Jak działają minibandy?
Skuteczność gum polega na oporze, który generują w czasie ruchu. Jeśli trenujesz już od jakiegoś czasu, ćwiczenia z obciążeniem własnego ciała mogą przestać ci wystarczać. Taśmy oporowe są dodatkowym obciążeniem. Aby następował progres (w zależności od celu: poprawa wyglądu sylwetki, zwiększenie siły, poprawa elastyczności czy mobilności) należy rzucać sobie co jakiś czas coraz większe wyzwania treningowe. W przeciwnym razie nastąpi stagnacja, a my staniemy w miejscu. Idealnie nadają się do tego minibandy. Możemy wykonać z nimi właściwie każde ćwiczenie, korzystając z jednego z wariantów. Z minibandą zwykły wypad może być kilkukrotnie trudniejszy do wykonania od tego samego ćwiczenia bez żadnego sprzętu. Jeśli brak ci pomysłów, w Internecie znajdziesz masę przykładowych treningów z gumami.
Jaką minibandę wybrać?
Minibandy mają różne rozmiary – to znaczy stawiają większy lub mniejszy opór – które odpowiadają określonemu obciążeniu wyrażonemu w kilogramach. Kilogramowe odpowiedniki producenci udostępniają zwykle na dołączonych do gum ulotkach. Najlepiej, jeśli wyposażysz się od razu w kilka rozmiarów: od najlżejszych do dużo cięższych. Optymalne na początek będzie zakupienie trzech sztuk. Różne rozmiary możesz użyć do ćwiczeń na różne partie ciała. Przykładowo trening pośladków, które są dużą i silną grupą mięśniową, wykonasz ze średnią lub najcięższą bandą. Natomiast do treningu ramion, które szczególnie u kobiet bywają słabsze, wykorzystasz taśmę najlżejszą. Dzięki różnym rozmiarom będziesz także łatwo progresować. Zacznij wykonywać określone ćwiczenie z lżejszą taśmą, ale po kilku treningach z pewnością uda ci się zmienić ją na mocniejszą.

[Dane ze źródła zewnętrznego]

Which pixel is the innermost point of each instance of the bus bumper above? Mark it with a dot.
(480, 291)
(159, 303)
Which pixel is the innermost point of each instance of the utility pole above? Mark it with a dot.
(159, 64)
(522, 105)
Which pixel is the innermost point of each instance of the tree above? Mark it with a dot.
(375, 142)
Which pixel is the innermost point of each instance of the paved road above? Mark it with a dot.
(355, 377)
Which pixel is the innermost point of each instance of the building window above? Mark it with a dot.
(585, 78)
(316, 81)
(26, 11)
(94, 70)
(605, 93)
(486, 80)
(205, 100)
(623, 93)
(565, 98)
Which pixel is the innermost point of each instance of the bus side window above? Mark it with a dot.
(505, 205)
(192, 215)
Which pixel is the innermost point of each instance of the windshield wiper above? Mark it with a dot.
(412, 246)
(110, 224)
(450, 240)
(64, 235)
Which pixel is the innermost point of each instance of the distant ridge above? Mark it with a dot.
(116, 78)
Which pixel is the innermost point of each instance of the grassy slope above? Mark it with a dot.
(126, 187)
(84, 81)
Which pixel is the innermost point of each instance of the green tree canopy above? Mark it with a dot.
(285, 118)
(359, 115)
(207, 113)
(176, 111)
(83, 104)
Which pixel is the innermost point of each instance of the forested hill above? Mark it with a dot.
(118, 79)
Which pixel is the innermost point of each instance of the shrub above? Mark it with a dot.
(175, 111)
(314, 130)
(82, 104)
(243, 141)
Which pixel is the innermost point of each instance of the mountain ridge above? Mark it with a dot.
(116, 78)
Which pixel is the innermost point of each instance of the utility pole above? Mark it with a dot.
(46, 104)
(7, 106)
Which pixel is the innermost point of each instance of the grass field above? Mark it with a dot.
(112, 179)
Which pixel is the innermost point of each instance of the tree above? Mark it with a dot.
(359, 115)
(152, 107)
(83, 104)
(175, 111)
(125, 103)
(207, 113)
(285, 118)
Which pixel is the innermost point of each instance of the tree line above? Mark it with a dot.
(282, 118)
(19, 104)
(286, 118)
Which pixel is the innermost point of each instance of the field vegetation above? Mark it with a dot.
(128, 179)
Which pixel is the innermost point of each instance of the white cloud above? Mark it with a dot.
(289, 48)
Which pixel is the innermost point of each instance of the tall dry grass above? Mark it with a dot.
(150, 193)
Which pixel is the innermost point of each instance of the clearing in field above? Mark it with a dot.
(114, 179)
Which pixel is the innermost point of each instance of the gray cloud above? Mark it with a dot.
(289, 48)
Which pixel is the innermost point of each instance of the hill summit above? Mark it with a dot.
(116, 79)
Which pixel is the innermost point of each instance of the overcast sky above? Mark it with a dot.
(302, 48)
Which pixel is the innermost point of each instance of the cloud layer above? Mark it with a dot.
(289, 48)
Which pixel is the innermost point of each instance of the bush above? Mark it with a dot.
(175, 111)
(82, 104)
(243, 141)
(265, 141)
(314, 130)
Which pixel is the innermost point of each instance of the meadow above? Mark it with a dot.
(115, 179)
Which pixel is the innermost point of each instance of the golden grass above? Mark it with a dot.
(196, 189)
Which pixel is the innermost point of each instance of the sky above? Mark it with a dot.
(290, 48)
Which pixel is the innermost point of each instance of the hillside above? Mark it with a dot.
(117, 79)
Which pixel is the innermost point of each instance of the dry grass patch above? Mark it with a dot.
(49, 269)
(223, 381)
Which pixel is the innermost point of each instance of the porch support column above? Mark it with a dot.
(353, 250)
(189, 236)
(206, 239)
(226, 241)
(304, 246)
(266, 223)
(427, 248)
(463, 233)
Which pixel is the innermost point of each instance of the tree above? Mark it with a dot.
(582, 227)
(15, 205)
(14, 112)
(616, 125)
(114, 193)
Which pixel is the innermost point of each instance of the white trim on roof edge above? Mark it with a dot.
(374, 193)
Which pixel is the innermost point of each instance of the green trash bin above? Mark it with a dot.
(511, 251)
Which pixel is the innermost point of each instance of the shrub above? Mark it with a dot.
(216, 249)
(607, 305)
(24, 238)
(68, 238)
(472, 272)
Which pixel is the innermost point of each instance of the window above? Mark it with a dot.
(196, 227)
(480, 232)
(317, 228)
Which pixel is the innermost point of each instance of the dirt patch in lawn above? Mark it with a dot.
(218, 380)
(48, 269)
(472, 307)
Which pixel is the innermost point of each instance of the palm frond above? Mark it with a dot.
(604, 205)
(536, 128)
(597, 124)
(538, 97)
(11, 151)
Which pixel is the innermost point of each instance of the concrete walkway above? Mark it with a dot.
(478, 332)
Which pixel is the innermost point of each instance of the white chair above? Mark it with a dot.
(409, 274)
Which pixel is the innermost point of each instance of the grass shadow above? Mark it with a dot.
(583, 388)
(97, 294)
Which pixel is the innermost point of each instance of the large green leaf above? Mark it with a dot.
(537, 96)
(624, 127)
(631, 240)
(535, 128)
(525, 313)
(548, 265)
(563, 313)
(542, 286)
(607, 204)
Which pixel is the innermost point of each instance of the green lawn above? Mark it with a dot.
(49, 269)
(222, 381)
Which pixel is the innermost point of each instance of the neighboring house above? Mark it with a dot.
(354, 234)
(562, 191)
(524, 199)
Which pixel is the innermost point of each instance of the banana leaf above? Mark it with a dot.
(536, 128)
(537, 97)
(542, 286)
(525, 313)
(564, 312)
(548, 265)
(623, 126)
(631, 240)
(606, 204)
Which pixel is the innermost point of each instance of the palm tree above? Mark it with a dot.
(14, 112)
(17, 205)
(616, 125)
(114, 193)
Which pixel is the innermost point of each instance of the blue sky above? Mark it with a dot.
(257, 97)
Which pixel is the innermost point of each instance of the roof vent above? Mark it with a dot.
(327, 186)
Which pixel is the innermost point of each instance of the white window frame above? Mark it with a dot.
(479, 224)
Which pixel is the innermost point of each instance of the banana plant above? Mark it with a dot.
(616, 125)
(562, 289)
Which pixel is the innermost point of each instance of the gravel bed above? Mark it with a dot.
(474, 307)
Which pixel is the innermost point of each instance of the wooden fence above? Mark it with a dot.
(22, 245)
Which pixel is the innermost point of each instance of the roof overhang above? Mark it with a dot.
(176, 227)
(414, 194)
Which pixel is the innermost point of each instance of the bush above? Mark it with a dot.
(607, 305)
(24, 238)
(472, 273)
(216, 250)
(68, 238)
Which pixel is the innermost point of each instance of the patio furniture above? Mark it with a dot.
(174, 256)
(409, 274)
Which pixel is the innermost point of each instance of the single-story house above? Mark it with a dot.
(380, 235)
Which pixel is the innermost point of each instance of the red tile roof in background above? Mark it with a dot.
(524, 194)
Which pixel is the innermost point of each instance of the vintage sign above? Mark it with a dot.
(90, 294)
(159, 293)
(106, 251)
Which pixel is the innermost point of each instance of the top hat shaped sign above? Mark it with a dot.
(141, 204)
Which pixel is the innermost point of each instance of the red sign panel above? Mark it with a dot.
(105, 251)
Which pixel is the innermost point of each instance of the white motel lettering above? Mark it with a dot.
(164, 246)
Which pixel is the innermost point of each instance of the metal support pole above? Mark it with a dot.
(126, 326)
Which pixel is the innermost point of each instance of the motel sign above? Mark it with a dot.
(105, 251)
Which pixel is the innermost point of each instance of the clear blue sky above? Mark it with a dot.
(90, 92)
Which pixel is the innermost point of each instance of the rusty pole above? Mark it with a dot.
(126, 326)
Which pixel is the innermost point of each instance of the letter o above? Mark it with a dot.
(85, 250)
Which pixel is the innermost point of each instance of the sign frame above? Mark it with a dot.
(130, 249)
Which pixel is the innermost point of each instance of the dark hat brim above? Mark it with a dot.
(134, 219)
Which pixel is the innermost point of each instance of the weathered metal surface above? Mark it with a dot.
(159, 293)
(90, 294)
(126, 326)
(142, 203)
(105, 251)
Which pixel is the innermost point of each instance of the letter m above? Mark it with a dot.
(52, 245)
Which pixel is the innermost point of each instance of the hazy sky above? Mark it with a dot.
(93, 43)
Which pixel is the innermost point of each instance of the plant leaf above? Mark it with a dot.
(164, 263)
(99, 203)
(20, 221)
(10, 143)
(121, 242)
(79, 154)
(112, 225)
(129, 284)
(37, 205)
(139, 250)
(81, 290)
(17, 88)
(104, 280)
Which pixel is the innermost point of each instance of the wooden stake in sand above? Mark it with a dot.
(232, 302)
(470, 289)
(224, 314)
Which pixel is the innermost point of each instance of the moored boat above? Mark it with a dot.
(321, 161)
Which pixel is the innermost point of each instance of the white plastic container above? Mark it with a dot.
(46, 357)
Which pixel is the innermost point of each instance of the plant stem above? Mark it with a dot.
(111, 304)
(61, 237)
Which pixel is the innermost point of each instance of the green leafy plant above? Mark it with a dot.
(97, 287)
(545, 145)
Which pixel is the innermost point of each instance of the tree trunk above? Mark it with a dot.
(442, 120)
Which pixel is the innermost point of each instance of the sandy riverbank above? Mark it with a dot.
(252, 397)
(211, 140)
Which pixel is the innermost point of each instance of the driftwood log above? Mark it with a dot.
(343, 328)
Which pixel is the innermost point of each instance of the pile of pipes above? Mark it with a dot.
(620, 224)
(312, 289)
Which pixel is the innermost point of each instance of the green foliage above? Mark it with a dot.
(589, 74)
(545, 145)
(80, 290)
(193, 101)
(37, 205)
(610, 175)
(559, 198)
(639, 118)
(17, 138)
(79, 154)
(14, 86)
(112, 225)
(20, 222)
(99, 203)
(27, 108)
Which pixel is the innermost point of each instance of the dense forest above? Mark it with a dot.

Minibandy występują w dwóch wariantach: materiałowym i gumowym. Te drugie częściej pękają, pierwsze są właściwie niezniszczalne. Łatwo się domyślić, że gumy materiałowe są przez to odpowiednio droższe. Jest jeszcze jedna istotna różnica pomiędzy tymi typami taśm: materiałowe lepiej sprawdzają się użyte na gołe ciało, np. kiedy ćwiczysz w krótkich spodenkach, zaś gumowe mogą wtedy wbijać się w ciało, powodując dyskomfort. Odwrotnie jest, jeśli ćwiczysz w długich spodniach – wtedy guma materiałowa może się po nich ślizgać, natomiast banda gumowa będzie lepiej przylegała, a komfort ćwiczeń będzie większy. Sam zdecyduj, który rodzaj wybrać.